Nicola Spilker, Stadt Herford

November 21, 2011 in Kandidaten2011

Mein Name ist Nicola Spilker. Ich bin 31 Jahre alt, Diplompädagogin und derzeit halbtags in der Erwachsenen­bildung im Bereich Bildungsplanung und Personalentwicklung tätig. Mein Mann Dominik (31) und ich leben mit unseren Kindern Justus (3 ¾) und Julius (1 ¼) in Herford.

Was ist mir wichtig?

Da meine Kinder in unterschiedlichen Einrichtungen untergebracht sind, habe ich Einblick in die Betreuung von U3- und Ü3-Kindern. Dabei wird immer deutlich, wie unterschiedlich die Bedürfnisse der unterschiedlichen Altersstufen und wie sinnvoll konkret zugeschnittene Betreuungsangebote sind. Obwohl alle Erzieher/innen sehr bemüht sind, bleibt es nicht aus, dass manches Projekt aufgrund fehlender Zeit- oder Personal­ressour­cen nicht durchgeführt werden kann und das ein oder andere Angebot auf der Strecke bleibt. Meiner Meinung nach ist es der Auftrag der Elternbeiräte der einzelnen Kita’s die Erzieher/innen zu unterstützen, damit für alle Kinder gute Lebens- und Lernbedingungen geschaffen werden können.

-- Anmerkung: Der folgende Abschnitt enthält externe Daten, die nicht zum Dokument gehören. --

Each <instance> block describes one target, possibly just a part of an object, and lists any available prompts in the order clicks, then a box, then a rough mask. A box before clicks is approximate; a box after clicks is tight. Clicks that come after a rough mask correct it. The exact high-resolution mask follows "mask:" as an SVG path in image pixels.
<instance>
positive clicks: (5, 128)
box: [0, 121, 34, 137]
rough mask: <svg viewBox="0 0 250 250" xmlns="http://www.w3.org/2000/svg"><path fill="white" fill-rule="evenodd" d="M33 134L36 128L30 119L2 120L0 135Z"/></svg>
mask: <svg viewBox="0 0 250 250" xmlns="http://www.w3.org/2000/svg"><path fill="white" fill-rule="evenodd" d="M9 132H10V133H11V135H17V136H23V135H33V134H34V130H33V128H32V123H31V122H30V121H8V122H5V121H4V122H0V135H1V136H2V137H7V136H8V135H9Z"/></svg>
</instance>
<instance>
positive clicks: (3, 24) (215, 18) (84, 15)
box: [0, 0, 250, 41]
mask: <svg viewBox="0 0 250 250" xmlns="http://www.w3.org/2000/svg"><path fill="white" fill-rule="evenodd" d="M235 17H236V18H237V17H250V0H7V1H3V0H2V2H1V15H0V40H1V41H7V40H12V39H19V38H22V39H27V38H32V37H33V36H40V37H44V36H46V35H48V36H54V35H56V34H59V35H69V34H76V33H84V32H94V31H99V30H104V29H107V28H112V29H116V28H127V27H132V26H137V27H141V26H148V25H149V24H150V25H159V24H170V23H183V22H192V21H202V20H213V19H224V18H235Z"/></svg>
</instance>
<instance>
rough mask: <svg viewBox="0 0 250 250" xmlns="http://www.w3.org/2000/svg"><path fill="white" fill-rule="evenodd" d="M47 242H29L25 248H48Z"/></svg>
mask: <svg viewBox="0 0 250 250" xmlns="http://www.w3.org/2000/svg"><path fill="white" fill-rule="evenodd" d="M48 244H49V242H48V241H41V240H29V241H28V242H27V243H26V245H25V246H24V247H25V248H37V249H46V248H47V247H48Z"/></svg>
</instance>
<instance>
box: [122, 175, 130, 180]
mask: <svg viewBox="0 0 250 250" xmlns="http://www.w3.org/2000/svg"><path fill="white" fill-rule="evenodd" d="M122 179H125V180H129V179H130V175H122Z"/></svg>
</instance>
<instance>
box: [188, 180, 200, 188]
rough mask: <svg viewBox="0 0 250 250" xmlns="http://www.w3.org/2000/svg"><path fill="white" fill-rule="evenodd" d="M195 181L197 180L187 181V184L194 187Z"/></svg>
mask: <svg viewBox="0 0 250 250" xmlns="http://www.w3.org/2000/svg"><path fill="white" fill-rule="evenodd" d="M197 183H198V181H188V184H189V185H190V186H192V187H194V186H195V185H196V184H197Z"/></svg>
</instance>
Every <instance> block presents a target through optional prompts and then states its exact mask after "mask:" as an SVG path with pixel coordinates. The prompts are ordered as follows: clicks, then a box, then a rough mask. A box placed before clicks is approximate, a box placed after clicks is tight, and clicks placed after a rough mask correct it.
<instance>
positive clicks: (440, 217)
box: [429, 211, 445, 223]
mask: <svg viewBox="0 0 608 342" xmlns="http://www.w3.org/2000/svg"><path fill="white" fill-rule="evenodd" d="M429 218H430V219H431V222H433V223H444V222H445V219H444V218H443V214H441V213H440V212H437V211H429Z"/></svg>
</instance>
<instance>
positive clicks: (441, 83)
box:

Den JAEB möchte ich gern dafür nutzen, um einrichtungsübergreifende Handlungsbedarfe zu erörtern und gegebenenfalls Projekte und Maßnahmen zu initiieren. Dabei steht für mich der Netzwerk­gedanke im Vordergrund. Mein Ziel ist es, dass die verschiedenen Kita’s von einander lernen können und so das Kita-Leben aller vereinfacht und optimiert werden kann. Man muss das Rad ja nicht jedes Mal neu erfinden. Im Idealfall schaffen wir in diesem ersten Jahr des JAEB eine Plattform, von der Kinder und Eltern noch viel profitieren können.

Von der Tätigkeit im LEBR erhoffe ich mir weitere Einblicke in die Arbeit anderer Kitas, um Anregungen und Problemlösungsstrategien für die Herforder Einrichtungen zu erhalten. Bei grundsätzlichen Veränderungs­bedarfen bietet diese Forum zusätzlich den entsprechenden Rahmen Verbesserungen anzustoßen.

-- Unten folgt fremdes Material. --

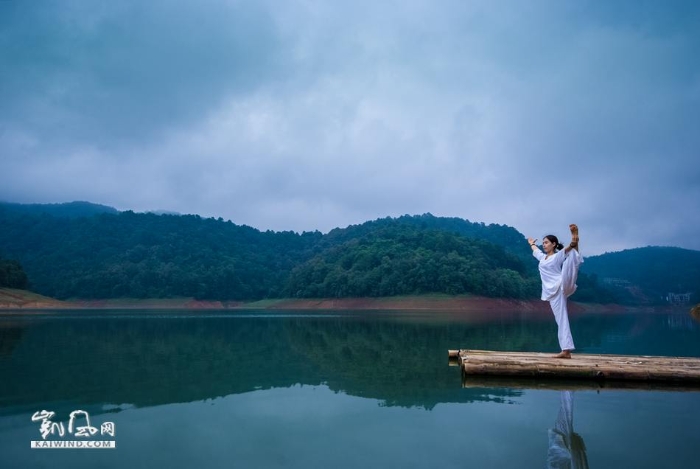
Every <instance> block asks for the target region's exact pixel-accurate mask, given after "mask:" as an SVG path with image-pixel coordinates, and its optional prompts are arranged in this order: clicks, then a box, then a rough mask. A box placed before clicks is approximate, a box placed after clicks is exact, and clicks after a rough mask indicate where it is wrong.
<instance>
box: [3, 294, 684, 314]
mask: <svg viewBox="0 0 700 469" xmlns="http://www.w3.org/2000/svg"><path fill="white" fill-rule="evenodd" d="M61 309H85V310H102V309H111V310H114V309H123V310H135V309H140V310H143V309H146V310H178V309H183V310H184V309H187V310H192V309H195V310H243V309H258V310H317V311H320V310H331V311H334V310H403V311H454V312H486V311H504V312H510V311H531V312H542V313H544V312H547V313H548V312H550V309H549V304H548V303H547V302H546V301H541V300H538V299H533V300H513V299H503V298H486V297H480V296H454V297H451V296H447V295H435V296H431V295H427V296H405V297H385V298H339V299H332V298H331V299H282V300H263V301H256V302H235V301H230V302H221V301H200V300H194V299H191V298H176V299H143V300H137V299H131V300H128V299H127V300H125V299H111V300H110V299H107V300H73V301H60V300H55V299H53V298H48V297H42V296H40V295H36V294H33V293H29V292H23V291H20V290H9V289H0V311H3V310H4V311H10V310H12V311H18V310H19V311H25V312H28V311H37V310H38V311H41V310H61ZM569 310H570V311H571V312H572V313H578V312H585V311H598V312H611V313H613V312H624V311H650V312H651V311H666V310H668V311H672V310H678V308H670V307H651V306H648V307H639V306H637V307H630V306H623V305H616V304H607V305H600V304H590V303H577V302H575V301H570V302H569Z"/></svg>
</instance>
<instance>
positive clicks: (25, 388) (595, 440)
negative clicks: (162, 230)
mask: <svg viewBox="0 0 700 469" xmlns="http://www.w3.org/2000/svg"><path fill="white" fill-rule="evenodd" d="M571 327H572V331H573V335H574V340H575V341H576V345H577V350H578V352H590V353H618V354H645V355H673V356H695V357H700V324H699V323H697V322H694V321H693V320H692V318H691V317H690V315H689V314H688V313H687V312H680V313H678V314H659V313H616V314H610V313H607V314H603V313H580V314H576V315H572V316H571ZM456 348H474V349H491V350H513V351H521V350H522V351H525V350H527V351H543V352H557V351H558V347H557V340H556V326H555V324H554V319H553V317H552V316H551V315H549V314H547V315H544V314H542V313H531V312H514V313H496V312H485V313H483V314H458V313H437V312H368V311H363V312H346V311H342V312H338V311H334V312H321V313H317V312H313V313H305V312H255V311H233V312H221V313H218V312H202V311H188V312H154V311H132V312H110V311H99V312H85V311H62V312H60V313H55V314H52V313H42V314H35V315H31V316H18V315H9V314H4V315H3V314H0V455H2V456H1V460H2V463H1V464H0V465H1V466H2V467H7V468H15V467H22V468H25V467H26V468H33V467H47V468H48V467H51V468H54V467H71V468H95V467H106V468H123V467H126V468H138V467H168V468H192V467H201V468H203V467H233V468H278V467H279V468H281V467H285V468H287V467H289V468H315V467H319V468H321V467H324V468H325V467H333V468H367V467H369V468H374V467H377V468H388V467H403V468H464V467H474V468H490V467H496V468H498V467H548V465H549V466H553V467H568V466H564V465H562V464H564V463H565V462H566V460H567V458H569V457H573V458H574V459H575V461H576V462H577V463H578V466H575V467H586V465H585V464H587V465H588V466H590V467H591V468H620V467H634V468H659V467H697V464H698V462H697V460H698V445H699V444H700V432H698V429H699V428H700V427H699V426H698V418H700V392H696V391H687V390H682V389H679V390H670V391H668V390H666V391H659V390H614V389H607V388H603V389H593V388H591V389H575V388H573V386H572V387H571V389H569V388H567V386H566V385H564V387H563V388H562V389H557V390H547V389H539V384H541V383H542V382H541V381H529V382H526V383H527V384H525V387H524V388H520V387H518V388H511V387H502V386H501V385H498V384H497V383H489V382H487V383H485V384H483V385H481V387H480V386H478V385H477V386H476V387H462V381H461V376H460V372H459V369H458V368H457V367H450V366H448V360H447V350H448V349H456ZM43 410H45V411H50V412H54V414H53V416H52V417H51V418H48V417H47V414H43V417H44V418H45V419H46V421H47V422H49V424H51V423H53V424H54V425H53V426H52V427H50V428H53V430H54V433H53V434H48V435H47V437H46V440H44V439H43V438H42V435H41V423H42V422H43V421H44V420H42V414H41V413H40V411H43ZM77 410H82V411H84V413H82V414H77V415H76V420H75V422H76V423H75V428H76V429H77V428H78V427H79V425H80V426H84V427H88V429H89V427H94V428H95V430H99V432H98V433H96V434H95V435H93V436H91V437H89V438H82V440H84V441H87V440H101V441H111V442H114V444H116V448H115V449H89V450H88V449H84V450H77V449H69V450H65V449H64V450H61V451H59V450H57V449H43V450H42V449H33V448H30V443H31V442H32V441H56V442H61V441H65V440H78V439H80V438H76V437H73V436H72V435H70V434H69V432H68V425H69V415H70V414H71V412H73V411H77ZM33 417H35V421H33V420H32V418H33ZM85 417H87V418H89V421H88V420H87V419H86V418H85ZM81 422H82V423H81ZM109 422H112V423H113V425H114V427H113V429H114V431H113V435H111V434H109V432H107V433H105V434H102V435H101V434H100V433H101V432H102V431H103V430H104V429H103V428H102V424H105V423H109ZM59 424H62V425H63V428H64V435H63V436H60V434H59V430H60V428H59V426H60V425H59ZM107 430H109V427H107Z"/></svg>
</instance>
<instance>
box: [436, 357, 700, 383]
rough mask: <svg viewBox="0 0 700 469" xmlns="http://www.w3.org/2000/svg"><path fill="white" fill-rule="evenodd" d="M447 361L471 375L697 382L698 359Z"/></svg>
mask: <svg viewBox="0 0 700 469" xmlns="http://www.w3.org/2000/svg"><path fill="white" fill-rule="evenodd" d="M448 355H449V357H450V361H451V362H452V363H453V364H457V365H458V366H460V367H461V368H462V375H463V377H464V378H465V379H467V378H469V377H470V376H471V375H481V376H500V377H535V378H557V379H576V380H591V379H592V380H601V381H607V380H615V381H618V380H619V381H636V382H647V383H659V384H660V383H667V384H674V385H683V384H685V383H688V384H694V385H698V384H700V358H685V357H657V356H637V355H593V354H584V353H577V354H574V355H573V358H571V359H570V360H567V359H561V358H553V356H552V354H551V353H535V352H493V351H488V350H450V351H448Z"/></svg>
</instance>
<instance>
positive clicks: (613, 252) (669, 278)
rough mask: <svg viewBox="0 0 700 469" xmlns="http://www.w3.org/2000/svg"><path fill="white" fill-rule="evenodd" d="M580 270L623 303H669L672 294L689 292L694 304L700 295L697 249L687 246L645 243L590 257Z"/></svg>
mask: <svg viewBox="0 0 700 469" xmlns="http://www.w3.org/2000/svg"><path fill="white" fill-rule="evenodd" d="M581 271H582V272H585V273H588V274H594V275H596V276H597V277H598V278H599V279H600V281H601V282H602V283H603V284H604V285H607V286H608V288H609V289H610V290H612V291H614V292H616V293H617V295H618V297H620V299H621V300H622V301H623V302H630V303H639V302H647V303H650V304H663V303H669V302H673V301H674V300H673V299H672V298H669V294H670V293H673V294H681V295H685V294H690V297H689V298H688V302H689V303H691V304H694V303H697V302H698V295H699V294H700V251H693V250H690V249H683V248H678V247H662V246H648V247H643V248H635V249H626V250H624V251H619V252H611V253H606V254H602V255H599V256H591V257H587V258H586V260H585V262H584V264H583V265H582V267H581ZM635 296H636V297H637V298H636V299H635ZM675 301H677V302H685V300H684V299H683V298H678V299H677V300H675Z"/></svg>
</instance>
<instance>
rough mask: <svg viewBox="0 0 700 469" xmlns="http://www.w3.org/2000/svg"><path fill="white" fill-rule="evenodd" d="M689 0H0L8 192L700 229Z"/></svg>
mask: <svg viewBox="0 0 700 469" xmlns="http://www.w3.org/2000/svg"><path fill="white" fill-rule="evenodd" d="M699 57H700V3H698V2H695V1H692V0H691V1H687V2H681V1H678V2H674V1H663V2H661V1H641V0H630V1H623V0H620V1H614V2H608V1H590V2H589V1H585V0H571V1H560V0H550V1H527V2H521V1H515V0H514V1H502V2H490V1H483V2H470V1H466V0H456V1H451V0H438V1H435V0H426V1H420V0H416V1H413V0H400V1H393V0H382V1H375V0H369V1H363V0H354V1H341V0H253V1H238V0H221V1H215V0H210V1H201V0H199V1H196V2H174V1H156V0H149V1H147V2H143V1H141V0H134V1H131V0H120V1H118V2H115V1H113V0H107V1H101V0H90V1H85V0H76V1H68V0H62V1H60V2H54V1H51V2H49V1H40V0H37V1H31V2H27V1H21V0H2V1H0V103H1V104H0V200H4V201H9V202H22V203H57V202H68V201H73V200H87V201H90V202H95V203H101V204H105V205H110V206H113V207H115V208H117V209H120V210H129V209H131V210H135V211H147V210H170V211H176V212H180V213H196V214H200V215H202V216H206V217H210V216H214V217H223V218H224V219H230V220H232V221H233V222H234V223H237V224H246V225H250V226H253V227H256V228H259V229H262V230H266V229H272V230H294V231H311V230H320V231H323V232H327V231H328V230H330V229H332V228H334V227H345V226H347V225H350V224H355V223H361V222H364V221H367V220H371V219H376V218H380V217H385V216H400V215H403V214H421V213H425V212H430V213H432V214H434V215H437V216H454V217H460V218H466V219H469V220H471V221H479V222H485V223H500V224H507V225H510V226H514V227H515V228H517V229H518V230H519V231H521V232H522V233H523V234H525V235H527V236H533V237H537V238H541V237H542V235H544V234H548V233H550V232H551V233H554V234H558V235H560V237H565V236H566V231H567V226H568V224H569V223H571V222H577V223H578V224H579V225H580V227H581V238H582V252H584V254H586V253H588V254H598V253H602V252H606V251H616V250H621V249H626V248H634V247H640V246H647V245H673V246H681V247H685V248H690V249H700V208H699V204H698V201H700V59H699Z"/></svg>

Kann ich mir für den LEBR Zeit nehmen?

Als Teilzeit-Mama stehe ich vermutlich wie die Meisten mit begrenzter Zeit zur Verfügung. Da mir die Arbeit auf Kita- und Stadtebene sehr wichtig ist habe ich bislang immer die nötigen Freiräume dafür schaffen können. Ebenso würde es sich mit dem LEBR verhalten.

Was habe ich bisher gemacht?

Es ist mein erstes Jahr als Elternbeirat in der Kita meines ältesten Sohnes.

Ich bin seit mehreren Jahren in der Bildungsplanung tätig. Die Organisation und Koordination von Veran­staltungen gehört zu meinen täglichen Aufgaben, so dass alle organisatorischen Aufgaben der JAEB-Arbeit für mich keine Herausforderung darstellen. Da ich mein Studium der Erziehungswissenschaften nicht auf Schule oder Unterricht, sondern Jugend-, Erwachsenen- und Weiterbildung ausgerichtet habe, ist die inhaltliche Arbeit im JAEB Neuland für mich. Durch meinen beruflichen Hintergrund bin ich für solche Themen zwar sensibilisiert, bringe jedoch keine praktische Erfahrung mit. Ich bin ein offener, kommunikativer Mensch, der gern netzwerkt und sich mit anderen austauscht. Diese Eigenschaften kamen mir bei meiner bisherigen Beiratstätigkeit zugute.